(Disclaimer: This post was written as part of the CFAR/MIRI AI Summer Fellows Program, and as a result is a vocalisation of my own thought process rather than a concrete or novel proposal. However, it is an area of research I shall be pursuing in the coming months, and so ought to lead to the germination of more ideas later down the line. Credit goes to Abram Demski for inspiring this particular post, and to Scott Garrabrant for encouraging the AISFP participants to actually post something.)
When reading Soares' and Levinstein's recent publication on decision theory, Death in Damascus, I was struck by one particular remark:
Unfortunately for us, there is as yet no full theory of counterlogicals [...], and for [functional decision theory (FDT)] to be successful, a more worked out theory is necessary, unless some other specification is forthcoming.

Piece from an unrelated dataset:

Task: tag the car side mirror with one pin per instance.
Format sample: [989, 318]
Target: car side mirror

For some background: an FDT agent must consider counterfactuals about what would happen if its decision algorithm on a given input were to output a particular action. If the algorithm is deterministic (or the action under consideration is merely outside of the range of possible outputs of the agent), then it is a logical impossibility that the algorithm produces a different output. Hence the initial relevance of logical counterfactuals or counterlogicals: counterfactuals whose antecedents represent a logical impossibility.
My immediate thought about how to tackle the problem of finding a full theory of counterlogicals was to find the right logical system that captures counterlogical inference in a way adequate to our demands. For example, Soares and Fallenstein show in Toward Idealized Decision Theory that the principle of explosion (from a contradiction, anything can be proved) leads to problematic results for an FDT solution. Why not simply posit that our decision theory uses paraconsistent logic in order to block some inferences?
Instead, and to my surprise, Soares and Levinstein appear to be more concerned about finding a semantics for logical counterfactuals - loosely speaking, they are looking for a uniform interpretation of such statements which shows us what they really mean. This is what I infer from reading the papers it references on theories of counterlogicals such as Bjerring's Counterpossibles, which tries to extend Lewis' possible-worlds semantics for counterfactuals to cases of logical counterfactuals.
The approaches Soares and Levinstein make reference to do not suffice for their purposes. However, this is not because they give proof-theoretic considerations a wide berth, as I thought previously; I now believe that there is something that the semantic approach does get right.
Suppose that we found some paraconsistent logical system that permitted precisely the counterlogical inferences that agreed with our intuition: would this theory of logical counterfactuals satisfy the demands of a fully-specified functional decision theory? I would argue not. Specifically, this approach seems to give us a merely a posteriori, ad hoc justification for our theory - given that we are working towards an idealised decision theory, we ought to demand that the theory that supports it is fully motivated. In this case, this cashes out as making sure our counterlogical statements and inferences has a meaning - a meaning we can resort to to settle the truth-value of these counterlogicals.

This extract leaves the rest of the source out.